Africa-Press – Namibia. SWAPO National Assembly member Tobie Aupindi can expect to hear in three weeks’ time if his appeal against being convicted on a charge under the Anti-Corruption Act has been successful.
Judges Christie Liebenberg and Herman January reserved their judgement on the appeal of Aupindi and businessman Antonio di Savino after hearing oral arguments in the Windhoek High Court on Friday. The judges said their decision on the appeal would be handed down on 4 October.
Aupindi and Di Savino were found guilty on a charge of providing false information to an agent of the Anti-Corruption Commission in the Windhoek Magistrate’s Court in October 2018. They were each sentenced to a fine of N$50 000 or 30 months’ imprisonment. Both men paid the fine.
The charge, under the Anti-Corruption Act, was based on an allegation that Aupindi and Di Savino had lied to an ACC investigator in March and April 2010 by telling him that Aupindi himself had paid N$50 000 for the installation of a swimming pool at his house in Windhoek in December 2006, while they knew Di Savino had actually paid for the pool.
It has been claimed that at the time the pool was installed Di Savino was doing business with Namibia Wildlife Resorts, where Aupindi was the managing director.
Aupindi and Di Savino denied guilt on the charge and an alternative count of defeating or obstructing the course of justice during their trial, which began in February 2012.
During the trial, a former owner of the pool installation company Lic Pool Centre, Michael Kuhn, who testified as a defence witness, told the court Aupindi himself paid for a swimming pool installed at his house in Windhoek in December 2006.
However, the witness’s brother, Herman Kuhn, who was employed at Lic Pool Centre and was a state witness during the trial, testified that Di Savino paid for the swimming pool at Aupindi’s house.

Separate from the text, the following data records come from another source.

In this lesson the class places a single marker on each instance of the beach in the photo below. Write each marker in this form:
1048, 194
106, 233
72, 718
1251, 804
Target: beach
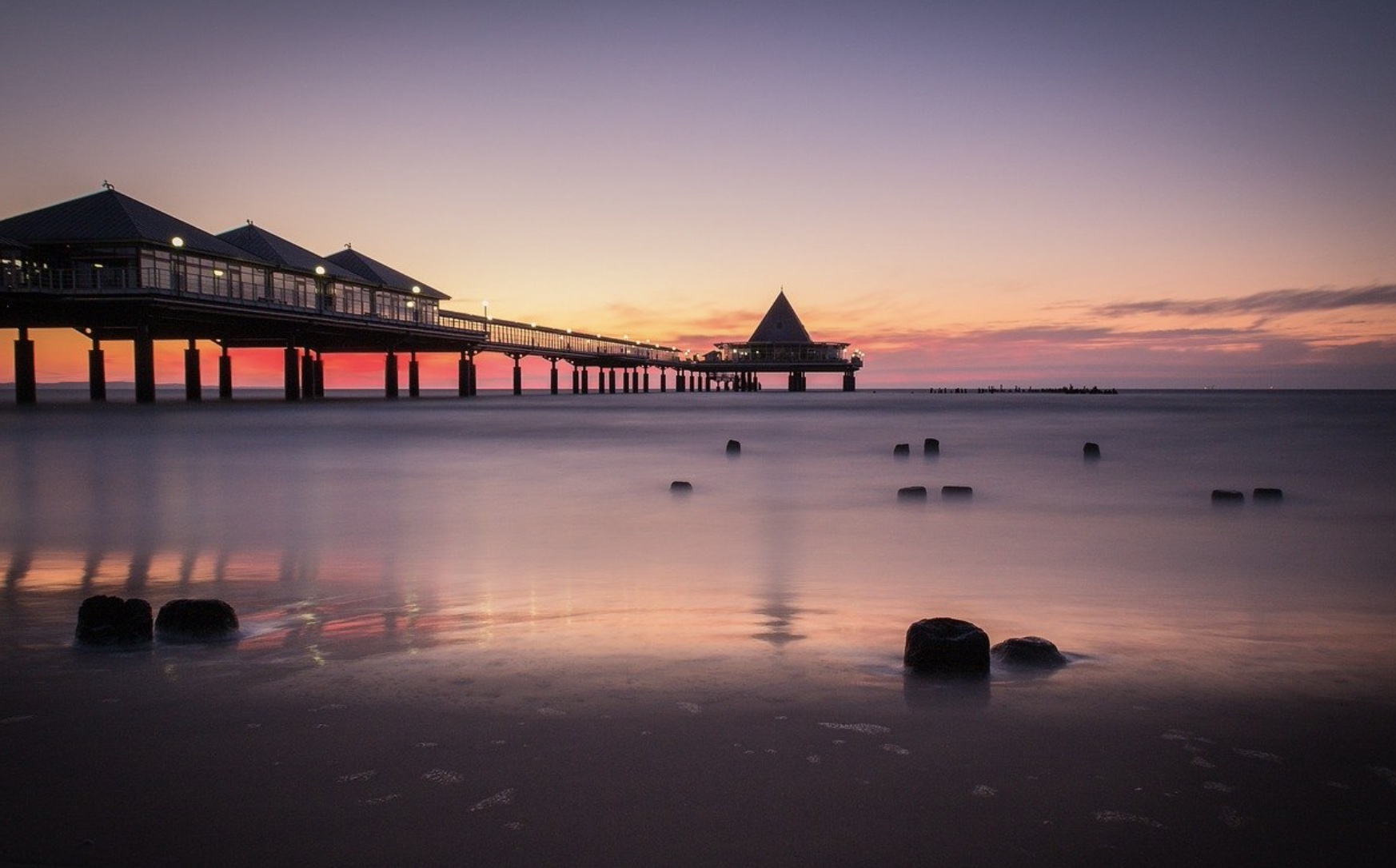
488, 632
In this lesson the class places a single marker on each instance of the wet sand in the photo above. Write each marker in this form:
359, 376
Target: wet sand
439, 757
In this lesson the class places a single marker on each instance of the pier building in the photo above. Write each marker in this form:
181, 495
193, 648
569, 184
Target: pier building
122, 271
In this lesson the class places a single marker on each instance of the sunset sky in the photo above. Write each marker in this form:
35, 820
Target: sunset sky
1021, 192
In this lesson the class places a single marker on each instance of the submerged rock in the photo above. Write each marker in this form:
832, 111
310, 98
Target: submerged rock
947, 647
105, 620
1027, 652
196, 621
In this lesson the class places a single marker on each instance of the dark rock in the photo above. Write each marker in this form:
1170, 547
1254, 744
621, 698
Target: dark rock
947, 647
105, 620
196, 621
1027, 652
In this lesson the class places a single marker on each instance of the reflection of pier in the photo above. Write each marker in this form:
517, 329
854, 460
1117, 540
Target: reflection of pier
119, 269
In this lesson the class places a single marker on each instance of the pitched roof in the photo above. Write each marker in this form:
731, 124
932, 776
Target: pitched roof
780, 325
116, 218
278, 250
377, 273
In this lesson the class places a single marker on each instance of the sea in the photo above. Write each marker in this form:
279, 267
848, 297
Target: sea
490, 631
544, 527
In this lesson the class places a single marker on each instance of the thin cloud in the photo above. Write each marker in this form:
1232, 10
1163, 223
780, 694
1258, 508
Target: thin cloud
1272, 302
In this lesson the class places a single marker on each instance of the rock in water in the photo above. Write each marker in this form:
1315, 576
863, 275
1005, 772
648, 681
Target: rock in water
1027, 652
947, 647
105, 620
196, 621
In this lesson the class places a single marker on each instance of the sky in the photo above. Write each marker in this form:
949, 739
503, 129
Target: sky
1103, 193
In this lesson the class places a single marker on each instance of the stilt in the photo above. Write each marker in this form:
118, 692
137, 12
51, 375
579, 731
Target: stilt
97, 372
307, 376
144, 366
26, 376
225, 376
193, 379
390, 376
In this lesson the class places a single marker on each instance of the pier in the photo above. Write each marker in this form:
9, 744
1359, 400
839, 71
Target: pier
118, 269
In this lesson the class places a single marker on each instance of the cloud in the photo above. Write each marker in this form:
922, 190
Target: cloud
1272, 302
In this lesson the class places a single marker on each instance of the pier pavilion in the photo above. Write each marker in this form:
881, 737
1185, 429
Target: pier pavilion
119, 269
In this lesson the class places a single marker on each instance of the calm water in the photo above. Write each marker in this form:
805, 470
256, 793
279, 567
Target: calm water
514, 531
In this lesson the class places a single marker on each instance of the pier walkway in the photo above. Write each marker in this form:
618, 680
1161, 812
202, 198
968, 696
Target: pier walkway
118, 269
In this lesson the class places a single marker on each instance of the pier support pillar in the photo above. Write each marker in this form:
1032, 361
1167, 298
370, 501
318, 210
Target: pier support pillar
144, 366
97, 372
307, 376
291, 370
26, 374
225, 376
193, 379
390, 376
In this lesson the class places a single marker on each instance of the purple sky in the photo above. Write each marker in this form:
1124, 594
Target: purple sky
1121, 193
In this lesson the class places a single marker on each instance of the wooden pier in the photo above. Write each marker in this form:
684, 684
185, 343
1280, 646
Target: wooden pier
121, 271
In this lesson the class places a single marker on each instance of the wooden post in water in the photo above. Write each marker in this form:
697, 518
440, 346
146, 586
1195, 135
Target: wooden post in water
144, 348
225, 376
390, 376
97, 372
26, 374
193, 379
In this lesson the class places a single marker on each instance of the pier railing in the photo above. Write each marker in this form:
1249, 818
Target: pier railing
494, 335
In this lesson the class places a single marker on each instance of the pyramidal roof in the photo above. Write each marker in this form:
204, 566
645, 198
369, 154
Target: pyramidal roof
278, 250
114, 217
377, 273
780, 325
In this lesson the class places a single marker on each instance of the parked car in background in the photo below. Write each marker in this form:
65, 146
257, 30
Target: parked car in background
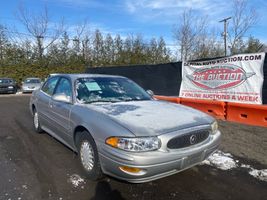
31, 84
8, 85
118, 129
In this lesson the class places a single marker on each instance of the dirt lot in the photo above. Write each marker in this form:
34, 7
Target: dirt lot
36, 166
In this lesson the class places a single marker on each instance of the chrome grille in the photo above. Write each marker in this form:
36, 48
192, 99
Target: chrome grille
188, 139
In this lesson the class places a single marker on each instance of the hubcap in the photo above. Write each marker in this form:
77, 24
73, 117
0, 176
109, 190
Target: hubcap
87, 155
36, 120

In arguments filed at the High Court, Aupindi’s defence lawyer Richard Metcalfe argued that when magistrate Helvi Shilemba concluded she preferred the evidence of Herman Kuhn, she forgot that there was documentary evidence before the court which showed receipts had been issued to Aupindi for two payments of N$25 000 each to Lic Pool Centre.
An Anti-Corruption Commission investigator went out of his way to conceal the proofs of payment made by Aupindi from the prosecution and the court, Metcalfe added.
He argued that the magistrate did not properly evaluate the testimony of the two brothers and was wrong in accepting the evidence given by Herman Kuhn.
Di Savino’s lawyer Damian Esau argued that Herman Kuhn was not a reliable witness. Kuhn also conceded that he could not dispute that Aupindi in fact paid for his swimming pool himself, Esau stated. State advocate Hesekiel Iipinge defended the magistrate’s verdict.
Iipinge noted there was evidence that Di Savino had paid N$38 000 to another company to have a swimming pool installed at Aupindi’s house. He argued the only inference that could be drawn from a payment of N$50 000, which Di Savino made to Lic Pool Centre in December 2006, was that this was also to pay for a pool at Aupindi’s house, after the first company had been dismissed from the job.
Aupindi was elected as a member of the Swapo politburo and central committee in December 2017 and was elected to the National Assembly on the Swapo party list in November 2019.